Suppose we have a quasi-stationary point $x_0$. Recall $\nabla f$ is the vector which gives the direction of fastest increase of $f$. Because $x_0$ is optimal for its set of active constraints, $\nabla f$ must be orthogonal to the hyperplane given by those constraints. Hence $\nabla f$ is in the linear span of $\{a_i\,|\,i\in I(x_0)\}$:

$$-\nabla f = \sum_{i\in I(x_0)} u_i a_i,$$

where we introduce the negative sign for later convenience. If $x_0$ is actually optimal, then the direction of fastest increase must point into the feasible polytope, which means that $u_i\geq 0$ in the above.

A convenient way to encode this is as follows:

Theorem: A point $x_0$ is quasi-stationary for the QP 

$$\min\{f(x)\,|\, a_i\cdot x\leq b_i\}$$ if and only if

  • $x_0$ lies in the feasible region $R$: $\forall i\,\,a_i\cdot x_0\leq b_i $
  • $-\nabla f(x_0) = \sum_{i=1}^m u_ia_i$ for some scalars $u_i\in\mathbb R$
  • $\forall i\,\, u_i(a_i\cdot x_0-b_i)=0$
The last condition gives an alternative: either $u_i=0$ or $i\in I(x_0),$ so is just a reformulation of the statement that the gradient is a linear combination of the active constraint coefficients.

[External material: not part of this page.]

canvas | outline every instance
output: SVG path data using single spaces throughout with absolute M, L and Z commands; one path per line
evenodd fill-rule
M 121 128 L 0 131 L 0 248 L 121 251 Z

Theorem: A point $x_0$ is optimal if in addition to the above three conditions, each $u_i$ is nonnegative. Writing this in matrix notation:
  • $Ax_0\leq b$
  • $-\nabla f(x_0) = A^Tu$ for some $u\geq 0$
  • $u^T(Ax_0-b)=0$


Wednesday, July 13, 2022

Linear programming versus row echelon form

 As mentioned in my previous post, my plan was to illustrate the LP algorithm we have developed so far over the last several posts with a real world example. I actually did take an example from a project I am working on with a coefficient matrix $A$ of dimensions $5\times 14$. Obviously this must be a massively overdetermined system, but at the moment, my program simply feeds it through the steps by first constructing a phase 1 and then an auxiliary LP.

This did not seem like a great example to show because several rows were simply zero and other rows were copies or negations. So I decided to row reduce it first. However, one thing I noticed Wikipedia ominously mention, is that Gaussian elimination is numerically unstable, and indeed when I did naive elimination, the resulting system was inconsistent. I was able to get results if I used the CoerceZero() method first, which coerces any elements of a matrix sufficiently close to 0 to actually be 0. However, I also noticed a couple elements of the row echelon form were absurdly big. 

So I actually think that row reducing the matrix is actually a bad idea due to the numerical instability. It's possible a more sophisticated approach using the $LU$ decomposition might be better, but in fact, the program works great at the moment without doing the reduction, so perhaps its okay to leave well enough alone, although I will probably at least remove the all $0$ rows. 

I would also like to note that the algorithm for computing row echelon form which I found at Rosetta Code does not appear to be correct, to add insult to injury.